Her sickness brought me to Connecticut.
Mornings I walk the dog: that part of life
is intact. Who's painted, who's insulated
or put siding on, who's burned the lawn
with lime—that's the news on Ardmore Street.

The leaves of the neighbor's respectable
rhododendrons curl under in the cold.
He has backed the car
through the white nimbus of its exhaust
and disappeared for the day.

In the hiatus between mayors
the city has left leaves in the gutters,
and passing cars lift them in maelstroms.

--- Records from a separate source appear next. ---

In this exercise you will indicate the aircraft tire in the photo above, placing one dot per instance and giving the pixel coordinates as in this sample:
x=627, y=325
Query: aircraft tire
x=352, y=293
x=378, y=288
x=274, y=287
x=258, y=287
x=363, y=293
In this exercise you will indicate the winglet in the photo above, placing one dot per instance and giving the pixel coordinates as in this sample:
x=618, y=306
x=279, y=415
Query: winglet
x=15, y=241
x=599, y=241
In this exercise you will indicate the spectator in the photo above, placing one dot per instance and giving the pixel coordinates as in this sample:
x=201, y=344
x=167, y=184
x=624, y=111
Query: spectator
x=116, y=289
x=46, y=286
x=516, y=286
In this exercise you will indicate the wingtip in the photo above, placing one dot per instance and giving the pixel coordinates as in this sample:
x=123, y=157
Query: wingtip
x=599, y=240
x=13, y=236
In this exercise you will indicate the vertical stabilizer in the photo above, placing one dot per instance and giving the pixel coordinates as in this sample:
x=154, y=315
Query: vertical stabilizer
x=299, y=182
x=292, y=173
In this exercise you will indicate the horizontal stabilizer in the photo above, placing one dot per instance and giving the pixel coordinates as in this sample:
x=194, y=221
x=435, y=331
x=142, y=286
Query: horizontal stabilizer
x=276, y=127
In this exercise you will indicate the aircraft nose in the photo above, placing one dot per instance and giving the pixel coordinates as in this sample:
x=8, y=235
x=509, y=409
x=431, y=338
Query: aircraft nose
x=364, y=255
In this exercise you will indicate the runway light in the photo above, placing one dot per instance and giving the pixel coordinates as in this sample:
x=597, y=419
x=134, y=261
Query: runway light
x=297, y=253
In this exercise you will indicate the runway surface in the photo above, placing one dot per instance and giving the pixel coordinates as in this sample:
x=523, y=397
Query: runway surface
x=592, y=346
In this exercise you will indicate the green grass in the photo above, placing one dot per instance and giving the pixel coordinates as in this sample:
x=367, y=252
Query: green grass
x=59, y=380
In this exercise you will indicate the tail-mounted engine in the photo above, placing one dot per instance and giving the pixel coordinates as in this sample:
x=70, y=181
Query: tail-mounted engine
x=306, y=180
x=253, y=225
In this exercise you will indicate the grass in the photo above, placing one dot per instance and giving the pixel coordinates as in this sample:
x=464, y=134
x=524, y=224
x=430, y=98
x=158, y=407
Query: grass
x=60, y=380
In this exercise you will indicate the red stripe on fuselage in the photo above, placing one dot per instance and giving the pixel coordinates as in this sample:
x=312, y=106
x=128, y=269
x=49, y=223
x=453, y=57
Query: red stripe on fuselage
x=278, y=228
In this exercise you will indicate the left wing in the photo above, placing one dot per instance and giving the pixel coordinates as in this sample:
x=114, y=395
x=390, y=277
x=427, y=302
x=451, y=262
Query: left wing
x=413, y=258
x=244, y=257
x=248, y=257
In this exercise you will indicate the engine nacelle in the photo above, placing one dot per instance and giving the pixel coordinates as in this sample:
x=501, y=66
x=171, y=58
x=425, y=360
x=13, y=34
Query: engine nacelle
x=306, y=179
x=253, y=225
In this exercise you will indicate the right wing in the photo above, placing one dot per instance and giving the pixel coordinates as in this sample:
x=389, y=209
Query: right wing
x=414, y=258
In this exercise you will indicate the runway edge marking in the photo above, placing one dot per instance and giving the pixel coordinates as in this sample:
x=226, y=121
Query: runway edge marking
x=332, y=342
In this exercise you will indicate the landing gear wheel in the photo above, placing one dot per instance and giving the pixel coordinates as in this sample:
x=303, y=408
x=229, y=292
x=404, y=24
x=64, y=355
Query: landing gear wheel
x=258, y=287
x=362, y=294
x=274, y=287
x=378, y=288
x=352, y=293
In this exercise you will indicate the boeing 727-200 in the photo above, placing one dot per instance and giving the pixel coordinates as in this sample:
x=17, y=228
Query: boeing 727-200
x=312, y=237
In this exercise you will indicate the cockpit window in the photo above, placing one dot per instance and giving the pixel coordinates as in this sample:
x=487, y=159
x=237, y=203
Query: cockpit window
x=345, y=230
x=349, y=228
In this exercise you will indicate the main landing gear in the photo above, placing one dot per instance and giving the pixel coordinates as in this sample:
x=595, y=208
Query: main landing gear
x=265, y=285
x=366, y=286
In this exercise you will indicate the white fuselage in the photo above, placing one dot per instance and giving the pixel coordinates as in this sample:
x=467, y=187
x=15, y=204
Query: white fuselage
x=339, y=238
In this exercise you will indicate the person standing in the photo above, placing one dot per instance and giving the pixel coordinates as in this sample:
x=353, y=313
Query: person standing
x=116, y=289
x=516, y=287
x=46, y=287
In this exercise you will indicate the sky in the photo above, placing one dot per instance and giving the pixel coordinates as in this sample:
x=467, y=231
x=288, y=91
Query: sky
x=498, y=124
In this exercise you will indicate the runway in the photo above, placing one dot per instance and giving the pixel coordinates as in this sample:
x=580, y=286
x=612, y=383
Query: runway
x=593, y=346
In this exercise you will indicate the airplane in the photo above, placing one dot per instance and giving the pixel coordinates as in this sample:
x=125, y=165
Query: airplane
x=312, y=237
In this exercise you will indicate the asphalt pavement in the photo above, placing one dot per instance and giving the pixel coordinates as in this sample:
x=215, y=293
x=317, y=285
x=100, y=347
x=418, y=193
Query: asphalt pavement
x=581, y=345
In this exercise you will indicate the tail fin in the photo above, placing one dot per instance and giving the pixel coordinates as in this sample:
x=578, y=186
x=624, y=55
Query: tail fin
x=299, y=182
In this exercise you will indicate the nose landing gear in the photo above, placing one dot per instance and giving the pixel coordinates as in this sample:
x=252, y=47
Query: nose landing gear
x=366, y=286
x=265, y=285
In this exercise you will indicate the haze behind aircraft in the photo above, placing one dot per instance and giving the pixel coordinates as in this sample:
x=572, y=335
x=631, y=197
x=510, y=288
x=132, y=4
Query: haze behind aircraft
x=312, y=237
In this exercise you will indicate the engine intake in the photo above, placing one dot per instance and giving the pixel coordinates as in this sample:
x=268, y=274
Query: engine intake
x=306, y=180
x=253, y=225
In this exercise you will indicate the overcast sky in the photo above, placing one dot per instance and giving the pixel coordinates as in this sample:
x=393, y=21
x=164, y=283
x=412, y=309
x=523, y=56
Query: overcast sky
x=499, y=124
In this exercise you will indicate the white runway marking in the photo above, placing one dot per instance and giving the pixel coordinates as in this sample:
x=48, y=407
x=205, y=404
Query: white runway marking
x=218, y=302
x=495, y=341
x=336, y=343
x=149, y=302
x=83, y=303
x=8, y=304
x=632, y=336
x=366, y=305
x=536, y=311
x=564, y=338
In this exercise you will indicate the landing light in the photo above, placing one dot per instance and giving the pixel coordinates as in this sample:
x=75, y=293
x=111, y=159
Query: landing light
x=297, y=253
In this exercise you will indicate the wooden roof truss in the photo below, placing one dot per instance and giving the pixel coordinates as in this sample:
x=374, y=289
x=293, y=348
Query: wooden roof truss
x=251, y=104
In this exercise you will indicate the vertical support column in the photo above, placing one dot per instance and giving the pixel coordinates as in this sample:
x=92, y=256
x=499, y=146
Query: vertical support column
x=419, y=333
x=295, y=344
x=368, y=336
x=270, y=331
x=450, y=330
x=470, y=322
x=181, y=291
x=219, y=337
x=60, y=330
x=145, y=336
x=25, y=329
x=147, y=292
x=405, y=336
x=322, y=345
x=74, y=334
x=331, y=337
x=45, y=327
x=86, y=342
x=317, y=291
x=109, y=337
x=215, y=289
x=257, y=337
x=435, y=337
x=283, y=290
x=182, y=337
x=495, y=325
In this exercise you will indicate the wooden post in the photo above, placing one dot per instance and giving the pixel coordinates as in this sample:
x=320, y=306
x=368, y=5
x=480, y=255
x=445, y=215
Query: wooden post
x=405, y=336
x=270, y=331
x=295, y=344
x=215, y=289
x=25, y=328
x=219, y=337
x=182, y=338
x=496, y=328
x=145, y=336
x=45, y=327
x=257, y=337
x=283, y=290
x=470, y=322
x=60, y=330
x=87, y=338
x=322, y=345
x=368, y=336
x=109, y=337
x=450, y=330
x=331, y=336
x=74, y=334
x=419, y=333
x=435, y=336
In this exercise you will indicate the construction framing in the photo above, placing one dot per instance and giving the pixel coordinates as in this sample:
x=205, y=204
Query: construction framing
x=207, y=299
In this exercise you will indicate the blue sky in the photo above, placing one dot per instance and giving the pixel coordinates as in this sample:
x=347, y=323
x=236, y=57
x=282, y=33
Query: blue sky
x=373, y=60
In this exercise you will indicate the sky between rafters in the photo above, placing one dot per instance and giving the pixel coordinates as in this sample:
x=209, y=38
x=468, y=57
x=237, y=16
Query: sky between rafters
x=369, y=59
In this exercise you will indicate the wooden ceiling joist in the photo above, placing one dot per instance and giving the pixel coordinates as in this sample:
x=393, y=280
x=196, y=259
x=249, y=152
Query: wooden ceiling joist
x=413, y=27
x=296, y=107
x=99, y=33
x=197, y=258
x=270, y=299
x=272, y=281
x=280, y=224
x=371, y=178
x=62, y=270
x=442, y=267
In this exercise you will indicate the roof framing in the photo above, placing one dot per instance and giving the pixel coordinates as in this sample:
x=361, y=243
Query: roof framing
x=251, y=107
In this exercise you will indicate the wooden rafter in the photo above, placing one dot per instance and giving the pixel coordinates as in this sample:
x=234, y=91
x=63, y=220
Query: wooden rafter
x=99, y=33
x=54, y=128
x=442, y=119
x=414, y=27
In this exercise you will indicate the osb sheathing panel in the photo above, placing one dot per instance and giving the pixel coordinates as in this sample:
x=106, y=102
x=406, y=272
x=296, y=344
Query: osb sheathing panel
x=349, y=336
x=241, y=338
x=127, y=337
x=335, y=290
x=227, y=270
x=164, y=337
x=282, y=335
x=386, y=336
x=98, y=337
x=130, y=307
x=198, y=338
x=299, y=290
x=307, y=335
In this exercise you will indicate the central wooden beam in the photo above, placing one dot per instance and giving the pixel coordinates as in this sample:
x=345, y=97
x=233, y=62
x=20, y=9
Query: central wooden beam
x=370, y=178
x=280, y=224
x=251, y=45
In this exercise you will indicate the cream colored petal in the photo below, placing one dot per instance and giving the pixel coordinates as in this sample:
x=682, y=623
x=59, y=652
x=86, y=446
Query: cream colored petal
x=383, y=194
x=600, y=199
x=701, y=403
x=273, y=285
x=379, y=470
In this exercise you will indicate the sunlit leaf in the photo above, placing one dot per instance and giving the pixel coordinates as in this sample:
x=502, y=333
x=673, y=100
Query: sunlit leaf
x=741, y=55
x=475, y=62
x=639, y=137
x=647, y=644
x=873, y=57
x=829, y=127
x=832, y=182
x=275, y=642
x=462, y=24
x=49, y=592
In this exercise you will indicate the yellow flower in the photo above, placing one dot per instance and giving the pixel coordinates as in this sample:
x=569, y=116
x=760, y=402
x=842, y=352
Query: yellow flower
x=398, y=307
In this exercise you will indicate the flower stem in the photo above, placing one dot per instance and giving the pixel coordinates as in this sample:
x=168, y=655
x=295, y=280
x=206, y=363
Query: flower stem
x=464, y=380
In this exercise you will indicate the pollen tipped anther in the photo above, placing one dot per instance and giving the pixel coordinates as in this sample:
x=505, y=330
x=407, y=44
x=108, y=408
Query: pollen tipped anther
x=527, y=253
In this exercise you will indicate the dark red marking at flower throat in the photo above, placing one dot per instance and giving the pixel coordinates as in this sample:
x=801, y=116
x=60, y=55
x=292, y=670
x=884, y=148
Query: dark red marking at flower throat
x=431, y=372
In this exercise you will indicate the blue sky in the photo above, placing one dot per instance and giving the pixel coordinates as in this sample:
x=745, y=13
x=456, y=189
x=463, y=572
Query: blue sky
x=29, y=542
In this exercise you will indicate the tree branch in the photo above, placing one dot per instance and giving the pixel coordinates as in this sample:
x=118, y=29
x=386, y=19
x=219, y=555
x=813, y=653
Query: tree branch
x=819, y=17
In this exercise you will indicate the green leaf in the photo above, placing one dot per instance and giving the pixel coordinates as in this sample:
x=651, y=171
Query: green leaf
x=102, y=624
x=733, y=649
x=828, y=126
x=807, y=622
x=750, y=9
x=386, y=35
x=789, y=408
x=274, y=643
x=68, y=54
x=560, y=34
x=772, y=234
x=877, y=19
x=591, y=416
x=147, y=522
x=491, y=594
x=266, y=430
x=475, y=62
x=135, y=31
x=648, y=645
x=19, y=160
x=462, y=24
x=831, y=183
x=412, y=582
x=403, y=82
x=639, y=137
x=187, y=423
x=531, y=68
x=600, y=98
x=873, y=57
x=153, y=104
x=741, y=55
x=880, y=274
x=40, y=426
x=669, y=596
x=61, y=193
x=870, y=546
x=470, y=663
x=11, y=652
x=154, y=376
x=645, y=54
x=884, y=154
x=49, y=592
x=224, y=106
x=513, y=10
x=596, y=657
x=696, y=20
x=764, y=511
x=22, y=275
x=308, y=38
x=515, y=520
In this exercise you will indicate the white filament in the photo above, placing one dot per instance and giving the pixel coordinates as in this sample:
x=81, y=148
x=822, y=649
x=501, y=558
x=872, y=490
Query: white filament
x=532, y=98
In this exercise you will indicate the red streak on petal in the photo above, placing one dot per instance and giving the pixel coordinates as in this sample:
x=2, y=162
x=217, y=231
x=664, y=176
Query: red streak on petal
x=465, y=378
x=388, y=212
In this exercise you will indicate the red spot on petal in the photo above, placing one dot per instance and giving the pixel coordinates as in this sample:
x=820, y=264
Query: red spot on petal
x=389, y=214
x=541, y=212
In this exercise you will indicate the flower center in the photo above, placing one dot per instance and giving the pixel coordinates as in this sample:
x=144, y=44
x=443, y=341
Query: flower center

We pass the house two doors down, the one
with the wildest lights in the neighborhood,
an establishment without irony.
All summer their putto empties a water jar,
their St. Francis feeds the birds.
Now it's angels, festoons, waist-high
candles, and swans pulling sleighs.

Two hundred miles north I'd let the dog
run among birches and the black shade of pines.
I miss the hills, the woods and stony
streams, where the swish of jacket sleeves
against my sides seems loud, and a crow
caws sleepily at dawn.

By now the streams must run under a skin
of ice, white air-bubbles passing erratically,
like blood cells through a vein. Soon the mail,
forwarded, will begin to reach me here.






Jane Kenyon, "Christmas Away from Home" from Collected Poems. Copyright © 2005 by the Estate of Jane Kenyon. Reprinted with the permission of The Permissions Company, Inc., on behalf of Graywolf Press, graywolfpress.org.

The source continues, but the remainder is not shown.